Appears in 1 contract
Reclassification, Exchange, Combinations or Substitution. Upon any reclassification, exchange, substitution, reorganization, merger, consolidation or other event that results in a change of the number and/or class of the underlying securities as to which purchase rights under this Warrant exist, Holder shall be entitled to receive, upon exercise or conversion of this Warrant, the number, amount and kind of securities, money and property that Holder would have ultimately received upon the completion of such reclassification, exchange, substitution, reorganization, merger, consolidation or other event if this Warrant had been exercised immediately before such reclassification, exchange, substitution, reorganization, merger, consolidation or other event.

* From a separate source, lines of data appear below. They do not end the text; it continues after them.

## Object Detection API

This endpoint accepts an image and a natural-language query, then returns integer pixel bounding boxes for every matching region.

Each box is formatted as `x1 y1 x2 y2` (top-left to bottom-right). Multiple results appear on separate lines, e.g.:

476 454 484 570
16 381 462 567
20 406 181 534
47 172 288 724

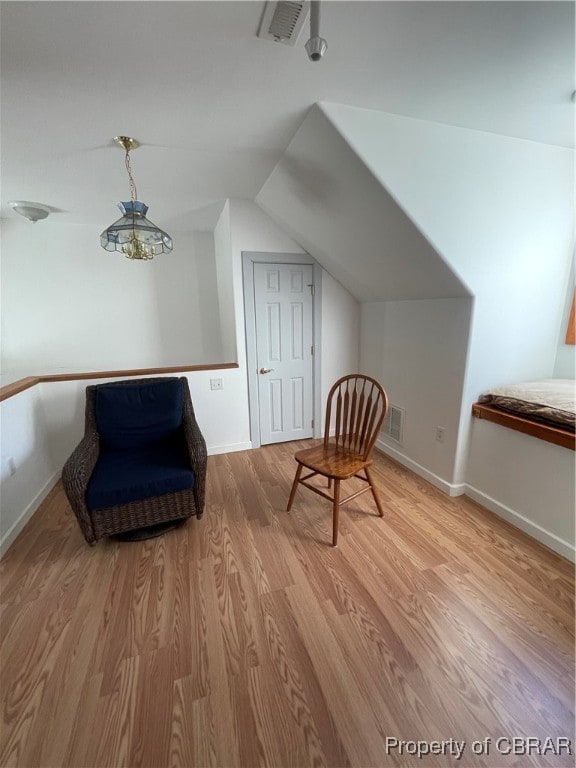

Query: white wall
554 259 576 379
466 419 576 560
0 200 359 554
1 219 223 383
214 200 237 362
0 387 58 555
361 298 472 492
256 106 468 301
320 270 365 412
322 104 574 483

Such an event shall include any automatic conversion of the outstanding or issuable securities of the Company of the same class or series as the Shares to common stock pursuant to the terms of the Company’s Second Amended and Restated Certificate of Incorporation (the “Certificate”)) upon the closing of a registered public offering of the Company’s common stock. The Company or its successor shall promptly issue to Holder an amendment to this Warrant setting forth the number and kind of such new securities or other property issuable upon exercise or conversion of this Warrant as a result of such reclassification, exchange, substitution, reorganization, merger, consolidation or other event that results in a change of the number and/or class of securities issuable upon exercise or conversion of this Warrant. The amendment to this Warrant shall provide for adjustments which shall be as nearly equivalent as may be practicable to the adjustments provided for in this Article 2 including, without limitation, adjustments to the Warrant Price and to the number of securities or property issuable upon exercise of the new Warrant. The provisions of this Article 2.2 shall similarly apply to successive reclassifications, exchanges, substitutions, reorganizations, mergers, consolidations or other events.